## 9.85

$\Delta S = \frac{q_{rev}}{T}$

Jessica Lutz 2E
Posts: 56
Joined: Fri Sep 29, 2017 7:04 am

### 9.85

The question states:
Potassium nitrate dissolves readily in water, and its enthalpy of solution is 34.9 kJ mol 1. (a) Does the enthalpy of solution favor the dissolving process? (b) Is the entropy change of the system likely to be positive or negative when the salt dissolves? (c) Is the entropy change of the system primarily a result of changes in positional disorder or thermal disorder? (d) Is the entropy change of the surroundings primarily a result of changes in positional disorder or thermal disorder? (e) What is the driving force for the dissolution of KNO3?
I don't understand the explanation in the solutions manual for part a and I don't understand how we are supposed to know the answer to part e.
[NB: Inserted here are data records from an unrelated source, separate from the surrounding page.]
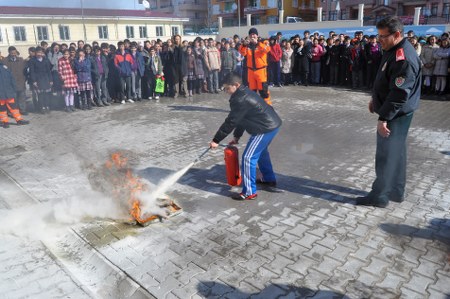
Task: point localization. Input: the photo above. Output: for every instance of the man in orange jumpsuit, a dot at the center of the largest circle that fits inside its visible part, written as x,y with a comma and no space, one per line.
7,95
256,56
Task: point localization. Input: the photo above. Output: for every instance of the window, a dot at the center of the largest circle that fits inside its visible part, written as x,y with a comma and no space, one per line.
42,32
159,31
19,33
143,31
446,10
333,15
103,32
64,33
174,30
434,9
130,32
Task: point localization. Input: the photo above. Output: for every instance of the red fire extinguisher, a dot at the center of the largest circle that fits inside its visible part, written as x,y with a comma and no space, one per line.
231,154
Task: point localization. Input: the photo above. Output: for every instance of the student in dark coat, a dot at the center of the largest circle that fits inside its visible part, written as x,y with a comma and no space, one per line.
42,80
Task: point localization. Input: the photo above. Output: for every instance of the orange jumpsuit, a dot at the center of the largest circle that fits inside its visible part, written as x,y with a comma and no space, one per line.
257,67
9,104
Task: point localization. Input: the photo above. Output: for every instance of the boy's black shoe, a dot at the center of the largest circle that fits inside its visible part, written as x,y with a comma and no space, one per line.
242,196
366,201
22,122
270,184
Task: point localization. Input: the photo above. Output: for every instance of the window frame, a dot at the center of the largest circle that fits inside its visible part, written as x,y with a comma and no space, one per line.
40,35
174,30
103,32
162,30
129,30
22,33
67,31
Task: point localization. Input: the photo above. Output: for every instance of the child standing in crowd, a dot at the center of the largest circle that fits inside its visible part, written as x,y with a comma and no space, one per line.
41,78
8,91
213,65
287,62
17,65
357,64
317,52
441,56
200,66
124,62
428,61
373,57
69,79
99,77
83,69
189,70
153,70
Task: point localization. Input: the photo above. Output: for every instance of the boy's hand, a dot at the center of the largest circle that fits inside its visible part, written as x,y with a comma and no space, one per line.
234,141
213,145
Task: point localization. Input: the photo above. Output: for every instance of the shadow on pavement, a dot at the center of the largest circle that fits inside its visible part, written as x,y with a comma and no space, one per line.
197,108
438,229
213,180
211,289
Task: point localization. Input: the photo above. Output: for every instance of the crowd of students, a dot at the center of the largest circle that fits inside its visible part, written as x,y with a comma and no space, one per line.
87,75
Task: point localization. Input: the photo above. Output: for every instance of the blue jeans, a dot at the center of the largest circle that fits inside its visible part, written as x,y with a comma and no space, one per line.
256,152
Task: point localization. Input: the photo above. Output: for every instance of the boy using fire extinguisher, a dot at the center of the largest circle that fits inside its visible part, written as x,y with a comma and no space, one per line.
249,112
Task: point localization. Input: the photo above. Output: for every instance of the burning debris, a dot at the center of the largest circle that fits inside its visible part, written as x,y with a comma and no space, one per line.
125,185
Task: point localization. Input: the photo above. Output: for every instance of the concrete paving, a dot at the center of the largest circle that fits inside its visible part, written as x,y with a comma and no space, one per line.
308,240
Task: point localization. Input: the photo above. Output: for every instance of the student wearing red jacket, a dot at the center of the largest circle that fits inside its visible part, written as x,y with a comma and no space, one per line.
274,62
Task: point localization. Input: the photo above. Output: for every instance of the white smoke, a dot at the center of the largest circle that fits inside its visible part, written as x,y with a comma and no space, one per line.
51,219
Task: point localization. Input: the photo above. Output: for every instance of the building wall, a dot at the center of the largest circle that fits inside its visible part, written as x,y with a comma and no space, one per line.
116,29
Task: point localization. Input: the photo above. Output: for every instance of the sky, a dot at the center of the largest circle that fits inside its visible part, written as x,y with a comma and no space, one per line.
115,4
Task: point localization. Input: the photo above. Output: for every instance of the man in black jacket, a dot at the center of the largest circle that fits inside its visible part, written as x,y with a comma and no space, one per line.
249,112
7,94
395,97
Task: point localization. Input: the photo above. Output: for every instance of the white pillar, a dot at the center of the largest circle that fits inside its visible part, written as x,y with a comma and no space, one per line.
281,16
361,12
417,15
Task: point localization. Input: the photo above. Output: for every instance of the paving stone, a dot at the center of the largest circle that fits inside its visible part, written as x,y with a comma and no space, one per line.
418,283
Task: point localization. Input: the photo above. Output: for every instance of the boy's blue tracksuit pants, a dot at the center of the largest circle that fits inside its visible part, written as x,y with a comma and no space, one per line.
257,152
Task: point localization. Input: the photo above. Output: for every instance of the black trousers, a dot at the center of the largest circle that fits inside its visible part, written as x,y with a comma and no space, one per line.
390,162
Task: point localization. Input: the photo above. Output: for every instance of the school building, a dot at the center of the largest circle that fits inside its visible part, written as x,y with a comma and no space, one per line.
24,27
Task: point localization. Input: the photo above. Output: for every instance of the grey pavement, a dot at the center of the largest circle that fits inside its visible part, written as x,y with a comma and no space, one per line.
307,241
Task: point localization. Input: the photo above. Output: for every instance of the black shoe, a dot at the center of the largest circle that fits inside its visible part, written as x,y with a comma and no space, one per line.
366,201
22,122
242,196
271,184
397,199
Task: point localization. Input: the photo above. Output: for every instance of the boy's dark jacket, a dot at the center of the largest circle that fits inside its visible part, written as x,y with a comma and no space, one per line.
7,83
249,112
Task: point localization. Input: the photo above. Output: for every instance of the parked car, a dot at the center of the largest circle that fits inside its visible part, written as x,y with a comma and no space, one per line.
188,31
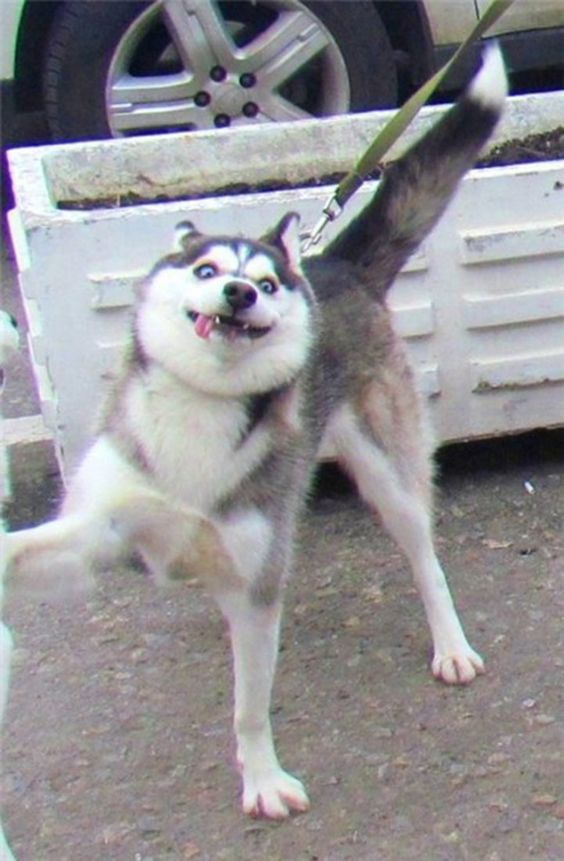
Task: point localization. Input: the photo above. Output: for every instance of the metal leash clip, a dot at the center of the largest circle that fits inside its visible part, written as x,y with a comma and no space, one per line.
331,211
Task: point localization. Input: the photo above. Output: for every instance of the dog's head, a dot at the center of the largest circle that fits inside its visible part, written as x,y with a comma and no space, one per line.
227,314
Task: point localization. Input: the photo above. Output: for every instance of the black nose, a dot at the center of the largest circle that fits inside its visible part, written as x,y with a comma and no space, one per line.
239,295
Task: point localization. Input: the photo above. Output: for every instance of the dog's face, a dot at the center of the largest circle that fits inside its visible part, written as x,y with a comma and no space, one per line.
229,314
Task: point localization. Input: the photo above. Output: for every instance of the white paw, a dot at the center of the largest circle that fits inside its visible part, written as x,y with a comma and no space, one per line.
273,794
457,666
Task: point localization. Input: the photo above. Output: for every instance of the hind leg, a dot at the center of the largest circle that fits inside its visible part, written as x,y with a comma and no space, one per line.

Any help for this question in general would be great!

Rana YT 2L
Posts: 49
Joined: Thu Jul 27, 2017 3:01 am

### Re: 9.85

a) a positive enthalpy would result in the dissolving to be unfavorable because a positive enthalpy would result in a positive ∆G value and a negative enthalpy would result in the dissolving to be favorable because a negative enthalpy would result in negative ∆G.

RyanS2J
Posts: 32
Joined: Thu Jul 27, 2017 3:00 am

### Re: 9.85

b) The entropy generally increases for a reaction wherein a salt (a highly stable and structured compound) is dissolved into its component ions. Thus, for the dissolving of potassium nitrate in aqueous solution, the entropy increases, yielding a positive deltaS.